A further slowing in growth
The ECB announced today, as anticipated, that their QE program will finish at the end of the year. But markets weren’t quite expecting the anticipated delay in raising rates – which could be late in 2019.
There have been some big FX moves overnight centred around the Euro and the USD in the wake of the Fed announcements yesterday coming with a hawkish leaning, followed overnight with the formal (and expected) ending of ECB’s Asset Purchase Program (APP), but pushing out expectations of when rates might be first adjusted and laced with “uncertainty” caveats from the ECB President Draghi. After making some modest gains to around 1.1825, the Euro was sold aggressively lower, smashing though 1.18 and 1.17, continuing to lose ground, sitting currently at the overnight lows below 1.1580.
Among the other non-USD majors, the AUD has taken nearly as much of a hit, the Euro down 2.1% on the move and the AUD down a big figure from 0.7560 to 0.7475/80, down by over 1% in the wake of the ECB announcement. Base metals were softer overnight, as was Brent, though the bulks were little changed, gold a tad higher. Yesterday’s mix May employment report and Chinese activity data have also not helped. The Aussie is lower on most of the crosses, barring the Euro.
The ECB announced no changes to rates (entirely expected) but that the APP beyond September would be tapered from purchases of €30bn in September to €15bn per month in the December quarter before ending in December. That part of it was expected. While inflation was upgraded from 1.4% for this year and next year by 0.3% to 1.7%, there was no change to the 2020 forecast that remained unchanged at 1.7%. No “2” handle and thus not yet getting to target. Couple that with the prospect now that rates will be on hold at least through the summer of 2019, rather than an expectation of a move a year from now and the seeds were sown for a pullback in the Euro. After recent almost-hawkish remarks from ECB Chief Economist Praet, the market was hoping for more and disappointed.
There has also been reporting in the German press suggesting that the Bavarian CSU is considering breaking with Merkel’s CDU, adding to the Euro’s woes. Bavaria’s CSU is demanding that refugees are immediately turned away at the border, while Merkel’s CDU party wants talks with other EU countries on policies to curb illegal immigration first.

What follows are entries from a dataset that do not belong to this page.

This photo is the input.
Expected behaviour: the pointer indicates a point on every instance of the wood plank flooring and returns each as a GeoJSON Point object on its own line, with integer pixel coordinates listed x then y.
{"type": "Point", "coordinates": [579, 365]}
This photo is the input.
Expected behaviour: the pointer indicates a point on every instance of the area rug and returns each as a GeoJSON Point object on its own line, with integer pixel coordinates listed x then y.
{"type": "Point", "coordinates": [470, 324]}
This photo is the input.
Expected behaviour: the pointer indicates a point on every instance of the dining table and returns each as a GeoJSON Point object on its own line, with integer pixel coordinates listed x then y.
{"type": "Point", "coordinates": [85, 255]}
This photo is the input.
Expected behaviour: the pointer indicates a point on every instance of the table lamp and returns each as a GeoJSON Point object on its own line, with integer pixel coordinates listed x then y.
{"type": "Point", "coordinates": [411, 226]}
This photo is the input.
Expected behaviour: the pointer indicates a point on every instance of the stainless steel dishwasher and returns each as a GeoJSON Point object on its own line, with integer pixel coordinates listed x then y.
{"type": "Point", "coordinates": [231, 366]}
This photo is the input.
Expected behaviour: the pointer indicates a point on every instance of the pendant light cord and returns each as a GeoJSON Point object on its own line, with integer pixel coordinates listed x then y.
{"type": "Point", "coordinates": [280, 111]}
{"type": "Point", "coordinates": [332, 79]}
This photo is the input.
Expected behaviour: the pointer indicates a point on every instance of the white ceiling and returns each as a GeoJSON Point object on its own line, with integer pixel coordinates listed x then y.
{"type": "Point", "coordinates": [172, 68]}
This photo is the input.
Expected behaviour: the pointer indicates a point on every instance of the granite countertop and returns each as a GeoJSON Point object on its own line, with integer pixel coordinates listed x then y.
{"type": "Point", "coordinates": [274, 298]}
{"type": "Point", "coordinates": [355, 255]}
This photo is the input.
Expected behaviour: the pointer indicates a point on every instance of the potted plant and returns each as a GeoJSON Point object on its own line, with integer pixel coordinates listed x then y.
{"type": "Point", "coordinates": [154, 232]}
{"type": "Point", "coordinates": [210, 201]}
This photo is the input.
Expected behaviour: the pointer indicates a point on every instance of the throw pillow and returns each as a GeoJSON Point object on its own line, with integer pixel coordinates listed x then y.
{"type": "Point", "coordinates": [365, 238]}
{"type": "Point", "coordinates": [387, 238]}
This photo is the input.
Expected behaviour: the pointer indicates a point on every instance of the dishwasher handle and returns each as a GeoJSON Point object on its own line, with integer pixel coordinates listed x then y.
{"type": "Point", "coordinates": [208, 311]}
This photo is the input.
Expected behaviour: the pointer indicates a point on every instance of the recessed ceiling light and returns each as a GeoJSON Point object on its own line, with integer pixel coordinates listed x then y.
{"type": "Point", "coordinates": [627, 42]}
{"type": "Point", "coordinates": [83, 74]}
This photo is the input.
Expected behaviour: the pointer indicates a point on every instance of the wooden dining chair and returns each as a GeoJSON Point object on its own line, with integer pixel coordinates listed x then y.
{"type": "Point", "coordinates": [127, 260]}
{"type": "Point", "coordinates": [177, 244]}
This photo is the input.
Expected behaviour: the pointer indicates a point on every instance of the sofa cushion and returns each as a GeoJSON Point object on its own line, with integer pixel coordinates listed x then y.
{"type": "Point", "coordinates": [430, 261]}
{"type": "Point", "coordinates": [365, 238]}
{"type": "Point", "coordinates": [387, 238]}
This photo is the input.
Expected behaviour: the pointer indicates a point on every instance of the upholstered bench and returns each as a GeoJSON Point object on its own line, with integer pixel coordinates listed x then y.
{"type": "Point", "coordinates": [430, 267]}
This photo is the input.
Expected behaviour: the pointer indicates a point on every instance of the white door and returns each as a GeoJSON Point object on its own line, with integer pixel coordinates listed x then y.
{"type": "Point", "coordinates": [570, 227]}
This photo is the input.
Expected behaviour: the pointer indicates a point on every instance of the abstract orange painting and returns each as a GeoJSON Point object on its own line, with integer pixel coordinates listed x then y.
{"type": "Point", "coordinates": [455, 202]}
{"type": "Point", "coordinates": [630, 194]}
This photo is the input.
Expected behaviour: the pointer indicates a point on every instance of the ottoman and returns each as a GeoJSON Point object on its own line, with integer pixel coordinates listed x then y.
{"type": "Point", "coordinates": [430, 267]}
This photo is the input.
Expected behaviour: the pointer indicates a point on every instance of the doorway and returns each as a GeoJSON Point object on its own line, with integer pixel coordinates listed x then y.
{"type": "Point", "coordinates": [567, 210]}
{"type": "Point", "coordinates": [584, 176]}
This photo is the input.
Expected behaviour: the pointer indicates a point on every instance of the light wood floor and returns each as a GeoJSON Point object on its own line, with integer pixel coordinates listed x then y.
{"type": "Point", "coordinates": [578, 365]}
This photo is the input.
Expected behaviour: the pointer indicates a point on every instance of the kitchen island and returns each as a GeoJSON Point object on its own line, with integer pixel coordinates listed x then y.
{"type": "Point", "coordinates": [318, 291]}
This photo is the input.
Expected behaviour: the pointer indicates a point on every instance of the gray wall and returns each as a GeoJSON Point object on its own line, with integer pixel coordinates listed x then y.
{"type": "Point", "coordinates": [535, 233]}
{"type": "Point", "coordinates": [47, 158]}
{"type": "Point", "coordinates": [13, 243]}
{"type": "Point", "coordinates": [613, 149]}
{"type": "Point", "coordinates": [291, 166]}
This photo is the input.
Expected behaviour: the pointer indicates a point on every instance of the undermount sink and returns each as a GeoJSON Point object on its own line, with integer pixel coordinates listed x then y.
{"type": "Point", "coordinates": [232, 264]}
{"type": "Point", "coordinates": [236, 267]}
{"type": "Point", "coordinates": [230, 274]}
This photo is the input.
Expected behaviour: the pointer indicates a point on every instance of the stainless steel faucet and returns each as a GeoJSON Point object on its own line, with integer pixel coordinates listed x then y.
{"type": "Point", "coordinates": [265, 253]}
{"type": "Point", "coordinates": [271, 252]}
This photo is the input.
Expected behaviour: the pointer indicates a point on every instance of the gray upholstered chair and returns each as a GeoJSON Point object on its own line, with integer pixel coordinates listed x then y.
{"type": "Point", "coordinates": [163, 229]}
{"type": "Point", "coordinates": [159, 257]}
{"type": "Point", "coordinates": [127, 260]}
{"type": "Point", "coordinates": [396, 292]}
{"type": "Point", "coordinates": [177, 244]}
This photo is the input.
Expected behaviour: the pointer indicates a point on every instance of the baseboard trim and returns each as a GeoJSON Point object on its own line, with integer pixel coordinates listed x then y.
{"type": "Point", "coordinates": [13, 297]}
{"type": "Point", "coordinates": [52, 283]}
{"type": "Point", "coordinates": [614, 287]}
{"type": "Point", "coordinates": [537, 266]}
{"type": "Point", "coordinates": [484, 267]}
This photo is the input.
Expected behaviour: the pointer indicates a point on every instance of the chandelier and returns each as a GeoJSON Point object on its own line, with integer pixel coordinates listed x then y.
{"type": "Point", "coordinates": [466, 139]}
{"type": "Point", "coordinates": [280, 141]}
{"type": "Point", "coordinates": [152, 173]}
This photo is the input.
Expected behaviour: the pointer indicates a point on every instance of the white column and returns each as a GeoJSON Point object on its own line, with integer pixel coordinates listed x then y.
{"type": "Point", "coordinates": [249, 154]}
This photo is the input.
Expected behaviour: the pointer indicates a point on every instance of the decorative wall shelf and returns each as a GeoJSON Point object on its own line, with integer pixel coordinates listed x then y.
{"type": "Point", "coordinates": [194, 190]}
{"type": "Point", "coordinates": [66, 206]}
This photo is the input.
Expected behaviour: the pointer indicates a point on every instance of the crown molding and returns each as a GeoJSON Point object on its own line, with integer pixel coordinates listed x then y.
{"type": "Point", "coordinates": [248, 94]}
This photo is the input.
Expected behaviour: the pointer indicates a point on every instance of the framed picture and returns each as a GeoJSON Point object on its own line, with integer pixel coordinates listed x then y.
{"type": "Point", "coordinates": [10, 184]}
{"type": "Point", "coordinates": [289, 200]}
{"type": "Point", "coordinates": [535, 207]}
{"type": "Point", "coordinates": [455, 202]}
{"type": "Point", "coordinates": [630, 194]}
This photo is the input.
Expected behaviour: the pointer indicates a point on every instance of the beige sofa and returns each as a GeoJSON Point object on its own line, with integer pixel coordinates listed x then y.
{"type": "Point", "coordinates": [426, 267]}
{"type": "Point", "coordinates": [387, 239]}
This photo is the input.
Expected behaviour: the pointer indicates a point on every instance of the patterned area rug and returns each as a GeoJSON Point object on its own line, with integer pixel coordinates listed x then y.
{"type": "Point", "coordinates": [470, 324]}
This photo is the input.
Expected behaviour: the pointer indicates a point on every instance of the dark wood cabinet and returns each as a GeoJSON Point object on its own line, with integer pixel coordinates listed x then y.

Speaking at his press conference, Draghi described why the ECB took the decisions it did today and was asked whether he might be able to raise rates once before he leaves (Oct 2019). His watchword was uncertainty, something he repeated. This did not sound like a man or Governing Council that was especially confident in why they decided to end QE. You could be forgiven for thinking that the ECB has set the market up nicely to expect more and delivered a result where the market has not over-reacted to anything that could be interpreted as hawkish.
After stalling initially after the FOMC announcement, ostensibly on US-China trade tensions with some expectation the White House would wheel out a list of new tariffs on Chinese imports, it’s been one-way traffic overnight, the DXY index up 1¼% to 94.73. (Speaking on Fox News overnight, the President said that “China could be a little bit upset about trade because we are very strongly clamping down on trade”.) The dollar’s resurgence was done no harm by the May US Retail Sales report revealing headline sales growth of 0.8%, double market expectations and for the Retail Sales Control Group that feeds into Consumer spending, it rose 0.5% (0.1% better than the consensus), coming with a handy 0.2% upward revision to April. The Atlanta Fed’s GDPNow estimate was nudged higher from 4.6% to 4.8% on the basis of higher growth in consumer spending. Weekly US Jobless claims remained low, down 3K to 218K for the week ended June 9.
UK Retail Sales continued their saw tooth pattern, in May blowing expectations apart, rising by 1.3% in the month (expectations were 0.3%), thanks to the Royal Wedding and very good weather. This supported sterling (and continued to do so against the Euro), but as the Euro headed south, so too did the Cable.